1.10.2008

Well, Happy New Year to all. The year slipped in on nascent wings, as it always does, and to the clatter of pie pans from the front stoop and the barking of an old gray dog. And here we are in winter, but lo, my heart is happy for spring is on the way.

Here is typically the paragraph where I relate my concluding thoughts on 2007, and impart to you my hopes and dreams for 2008. But I'm passing on that delicious opportunity in favor of simply moving on. Who has time to dredge up the past when the future is so brightly inviting? Not I.

The old noggin's a jumble of thoughts tonight, so it's hard to know what will keep and endure and what will blow away like chaff, gentle reader. For example, it seems important to mention that according to anonymous sources the water in New York is what makes the bagels taste so damn good. It reminded me of hearing of English beers brewed with water from the Thames, and now the two facts are inexorably linked in my head. Chalk up one for useless knowledge.

Harder to relate, and yet probably more worthwhile is to tell of visiting the footprints of the World Trade Center in New York. And yet there's been so much said about it already, seems right to let it rest.

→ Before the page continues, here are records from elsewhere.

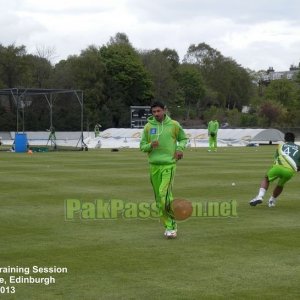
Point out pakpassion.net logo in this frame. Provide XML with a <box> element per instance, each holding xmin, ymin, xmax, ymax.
<box><xmin>65</xmin><ymin>199</ymin><xmax>237</xmax><ymax>220</ymax></box>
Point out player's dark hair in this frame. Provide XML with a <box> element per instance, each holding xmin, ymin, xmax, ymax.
<box><xmin>284</xmin><ymin>132</ymin><xmax>295</xmax><ymax>143</ymax></box>
<box><xmin>151</xmin><ymin>101</ymin><xmax>166</xmax><ymax>109</ymax></box>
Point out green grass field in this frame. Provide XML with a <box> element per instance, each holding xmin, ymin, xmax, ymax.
<box><xmin>0</xmin><ymin>146</ymin><xmax>300</xmax><ymax>299</ymax></box>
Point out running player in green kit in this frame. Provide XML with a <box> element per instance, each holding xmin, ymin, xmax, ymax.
<box><xmin>140</xmin><ymin>102</ymin><xmax>188</xmax><ymax>238</ymax></box>
<box><xmin>207</xmin><ymin>120</ymin><xmax>219</xmax><ymax>152</ymax></box>
<box><xmin>249</xmin><ymin>132</ymin><xmax>300</xmax><ymax>207</ymax></box>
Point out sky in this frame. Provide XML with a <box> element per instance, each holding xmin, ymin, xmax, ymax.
<box><xmin>0</xmin><ymin>0</ymin><xmax>300</xmax><ymax>71</ymax></box>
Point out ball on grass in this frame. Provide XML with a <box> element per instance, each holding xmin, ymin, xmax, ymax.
<box><xmin>171</xmin><ymin>199</ymin><xmax>193</xmax><ymax>221</ymax></box>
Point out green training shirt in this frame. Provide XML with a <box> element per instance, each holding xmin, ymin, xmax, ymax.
<box><xmin>207</xmin><ymin>120</ymin><xmax>219</xmax><ymax>134</ymax></box>
<box><xmin>274</xmin><ymin>142</ymin><xmax>300</xmax><ymax>172</ymax></box>
<box><xmin>140</xmin><ymin>115</ymin><xmax>188</xmax><ymax>165</ymax></box>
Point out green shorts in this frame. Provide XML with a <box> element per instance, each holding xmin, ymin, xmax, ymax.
<box><xmin>267</xmin><ymin>165</ymin><xmax>295</xmax><ymax>187</ymax></box>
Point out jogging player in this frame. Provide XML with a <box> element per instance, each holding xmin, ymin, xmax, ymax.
<box><xmin>140</xmin><ymin>102</ymin><xmax>188</xmax><ymax>238</ymax></box>
<box><xmin>249</xmin><ymin>132</ymin><xmax>300</xmax><ymax>207</ymax></box>
<box><xmin>207</xmin><ymin>120</ymin><xmax>219</xmax><ymax>152</ymax></box>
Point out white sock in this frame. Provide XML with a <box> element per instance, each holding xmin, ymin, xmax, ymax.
<box><xmin>257</xmin><ymin>188</ymin><xmax>266</xmax><ymax>198</ymax></box>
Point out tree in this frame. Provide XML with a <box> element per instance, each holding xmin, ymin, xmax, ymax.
<box><xmin>259</xmin><ymin>100</ymin><xmax>287</xmax><ymax>127</ymax></box>
<box><xmin>264</xmin><ymin>79</ymin><xmax>296</xmax><ymax>107</ymax></box>
<box><xmin>140</xmin><ymin>49</ymin><xmax>178</xmax><ymax>105</ymax></box>
<box><xmin>178</xmin><ymin>64</ymin><xmax>205</xmax><ymax>119</ymax></box>
<box><xmin>184</xmin><ymin>43</ymin><xmax>253</xmax><ymax>110</ymax></box>
<box><xmin>53</xmin><ymin>46</ymin><xmax>105</xmax><ymax>128</ymax></box>
<box><xmin>100</xmin><ymin>33</ymin><xmax>153</xmax><ymax>127</ymax></box>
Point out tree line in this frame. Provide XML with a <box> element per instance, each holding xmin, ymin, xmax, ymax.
<box><xmin>0</xmin><ymin>33</ymin><xmax>300</xmax><ymax>131</ymax></box>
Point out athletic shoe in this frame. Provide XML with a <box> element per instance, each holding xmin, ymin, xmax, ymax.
<box><xmin>164</xmin><ymin>229</ymin><xmax>177</xmax><ymax>239</ymax></box>
<box><xmin>249</xmin><ymin>197</ymin><xmax>262</xmax><ymax>206</ymax></box>
<box><xmin>268</xmin><ymin>199</ymin><xmax>276</xmax><ymax>207</ymax></box>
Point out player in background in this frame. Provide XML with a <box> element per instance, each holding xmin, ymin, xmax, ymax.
<box><xmin>249</xmin><ymin>132</ymin><xmax>300</xmax><ymax>207</ymax></box>
<box><xmin>140</xmin><ymin>102</ymin><xmax>188</xmax><ymax>238</ymax></box>
<box><xmin>207</xmin><ymin>120</ymin><xmax>219</xmax><ymax>152</ymax></box>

I've been reading the World War II columns of Ernie Pyle of late. I had an interesting conversation the other day in which the idea of "too young" came up. I am not a fan of the those words, feeling that my generation's managed to extend our adolescent dependence as far as we can go - myself included. After all, were we living in the early 19th century, at 25 years old we'd be past middle aged - "too young" looks different from that perspective. So I tried to think of all the things one could be too young to be or do.
I've known one person who was too young to get married, but that was by virtue of maturity and choice, not years.
Known folks too young to drive. Or be on their own. Or do any of the reckless things adults do. Still seems more to do with mentality then with age.
But I kept thinking about Ernie Pyle tramping through North Africa, and thought of old classmates of mine who have been to Iraq and home again. And that was the one "too young" I couldn't argue with. I think soldiers of all ages, will probably always be too young to go off to war, their husbands and wives and children always too young to lose them. A soldier is always too young to die.

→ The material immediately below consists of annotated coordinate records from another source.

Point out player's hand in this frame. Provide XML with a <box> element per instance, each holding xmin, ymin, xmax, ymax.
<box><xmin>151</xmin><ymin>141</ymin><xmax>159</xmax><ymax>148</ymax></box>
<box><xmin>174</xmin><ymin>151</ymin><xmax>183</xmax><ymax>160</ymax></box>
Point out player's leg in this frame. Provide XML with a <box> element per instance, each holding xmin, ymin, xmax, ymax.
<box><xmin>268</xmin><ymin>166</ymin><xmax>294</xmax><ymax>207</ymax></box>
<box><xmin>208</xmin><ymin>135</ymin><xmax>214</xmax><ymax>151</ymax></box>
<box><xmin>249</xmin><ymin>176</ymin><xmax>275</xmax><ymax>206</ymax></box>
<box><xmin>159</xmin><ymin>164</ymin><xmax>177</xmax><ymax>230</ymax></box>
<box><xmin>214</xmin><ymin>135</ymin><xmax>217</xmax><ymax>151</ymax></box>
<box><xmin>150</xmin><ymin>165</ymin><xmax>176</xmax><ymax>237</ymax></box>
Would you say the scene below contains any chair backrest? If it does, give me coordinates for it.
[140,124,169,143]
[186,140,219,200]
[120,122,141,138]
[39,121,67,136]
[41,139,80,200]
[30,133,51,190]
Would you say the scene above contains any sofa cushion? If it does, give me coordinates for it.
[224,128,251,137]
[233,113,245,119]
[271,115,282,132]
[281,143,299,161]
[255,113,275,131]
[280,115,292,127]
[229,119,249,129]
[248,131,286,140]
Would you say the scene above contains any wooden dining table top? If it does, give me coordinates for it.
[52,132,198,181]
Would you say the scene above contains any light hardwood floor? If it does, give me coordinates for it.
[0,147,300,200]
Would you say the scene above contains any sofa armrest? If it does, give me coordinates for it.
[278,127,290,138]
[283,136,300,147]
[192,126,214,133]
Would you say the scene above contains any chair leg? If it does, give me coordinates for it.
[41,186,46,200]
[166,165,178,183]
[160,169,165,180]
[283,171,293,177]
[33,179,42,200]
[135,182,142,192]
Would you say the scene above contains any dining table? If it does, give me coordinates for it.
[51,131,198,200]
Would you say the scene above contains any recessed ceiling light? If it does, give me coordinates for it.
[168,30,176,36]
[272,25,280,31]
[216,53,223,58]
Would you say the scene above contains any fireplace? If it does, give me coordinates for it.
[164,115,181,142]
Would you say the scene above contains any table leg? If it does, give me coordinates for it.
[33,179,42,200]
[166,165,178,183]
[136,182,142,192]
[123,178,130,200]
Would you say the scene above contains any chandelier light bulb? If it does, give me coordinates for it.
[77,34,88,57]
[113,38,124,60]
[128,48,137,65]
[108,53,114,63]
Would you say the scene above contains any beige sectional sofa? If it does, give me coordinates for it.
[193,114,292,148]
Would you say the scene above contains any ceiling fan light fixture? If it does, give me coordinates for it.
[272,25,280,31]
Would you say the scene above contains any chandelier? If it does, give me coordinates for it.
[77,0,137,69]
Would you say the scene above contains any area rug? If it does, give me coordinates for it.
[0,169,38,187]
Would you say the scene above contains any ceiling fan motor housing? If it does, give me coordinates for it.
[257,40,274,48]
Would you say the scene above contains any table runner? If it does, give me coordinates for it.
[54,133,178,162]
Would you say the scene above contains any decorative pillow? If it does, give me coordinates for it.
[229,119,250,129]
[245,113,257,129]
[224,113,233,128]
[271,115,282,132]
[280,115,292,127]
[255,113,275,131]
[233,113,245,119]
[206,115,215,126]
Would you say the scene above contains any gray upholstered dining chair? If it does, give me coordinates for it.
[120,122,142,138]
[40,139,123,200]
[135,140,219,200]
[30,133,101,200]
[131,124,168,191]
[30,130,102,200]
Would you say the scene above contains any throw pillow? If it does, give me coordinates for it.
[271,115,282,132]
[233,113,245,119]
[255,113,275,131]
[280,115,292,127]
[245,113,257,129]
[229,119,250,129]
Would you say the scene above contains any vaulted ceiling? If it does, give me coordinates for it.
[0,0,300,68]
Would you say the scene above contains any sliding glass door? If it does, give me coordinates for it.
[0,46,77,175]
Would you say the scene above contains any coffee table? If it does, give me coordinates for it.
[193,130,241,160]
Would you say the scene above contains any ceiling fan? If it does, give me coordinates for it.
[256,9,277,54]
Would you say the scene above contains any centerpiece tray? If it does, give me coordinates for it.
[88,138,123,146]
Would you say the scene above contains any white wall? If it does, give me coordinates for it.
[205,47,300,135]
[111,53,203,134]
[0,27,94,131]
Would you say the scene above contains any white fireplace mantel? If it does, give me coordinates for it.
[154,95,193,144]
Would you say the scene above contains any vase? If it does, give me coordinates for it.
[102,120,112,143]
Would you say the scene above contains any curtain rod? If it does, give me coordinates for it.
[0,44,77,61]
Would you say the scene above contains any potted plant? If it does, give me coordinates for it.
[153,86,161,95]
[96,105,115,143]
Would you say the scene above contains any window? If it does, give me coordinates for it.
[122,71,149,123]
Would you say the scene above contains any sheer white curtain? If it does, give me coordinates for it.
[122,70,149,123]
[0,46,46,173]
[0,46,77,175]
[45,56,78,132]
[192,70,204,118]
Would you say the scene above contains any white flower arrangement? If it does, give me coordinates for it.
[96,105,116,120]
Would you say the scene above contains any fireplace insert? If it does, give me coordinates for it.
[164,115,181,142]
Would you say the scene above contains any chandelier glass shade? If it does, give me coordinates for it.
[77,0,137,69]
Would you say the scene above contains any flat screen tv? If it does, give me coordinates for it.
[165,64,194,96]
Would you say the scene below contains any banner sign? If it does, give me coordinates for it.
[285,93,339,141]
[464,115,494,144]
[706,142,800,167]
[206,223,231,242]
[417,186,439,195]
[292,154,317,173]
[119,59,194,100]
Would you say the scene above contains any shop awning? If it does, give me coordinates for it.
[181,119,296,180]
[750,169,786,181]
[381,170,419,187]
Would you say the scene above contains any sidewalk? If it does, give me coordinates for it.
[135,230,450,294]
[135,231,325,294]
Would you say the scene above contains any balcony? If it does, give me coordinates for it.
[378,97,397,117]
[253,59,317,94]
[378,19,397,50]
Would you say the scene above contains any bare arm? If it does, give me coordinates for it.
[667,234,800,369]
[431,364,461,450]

It's 2008, this new born year is mewling at our doorsteps. We are still at war. There's a empty patch of skyline in New York. The kids in Baltimore and the kids in the Rio Grande Valley are still hungry and in need of more than what teachers can give. Gas is high and so is milk. There seems to be a coming return of the Cold War complete with nukes, and we've no Harry Truman with us now.

But I've got this crazy kindle of hope in my chest - that things are going to change and change for the better. We really haven't got a choice about the matter, if we let the status quo remain than we're in for an apocolypse of our own making. It's no false hope either, this crazy little flame in my chest, I think that just as we humans can destroy ourselves, that we can also figure a way to rebuild.

The fact of the matter is that the responsibility for change lies not in the marble halls of congress, nor in the house on Pennsylvania Avenue. Change lies not in the halls of Justice, or the cubicles of the State Department, or the angled corners of the Pentagon. Change, and the capacity for it lies in our own hearts: We the people must call for it, must demand it. We the people must be the change we wish to see in this country and this world.

So Happy 2008. Heads up, friends, to the rising sun. Stand unafraid and tall. Fear not. Go well. Stay well. And hope always.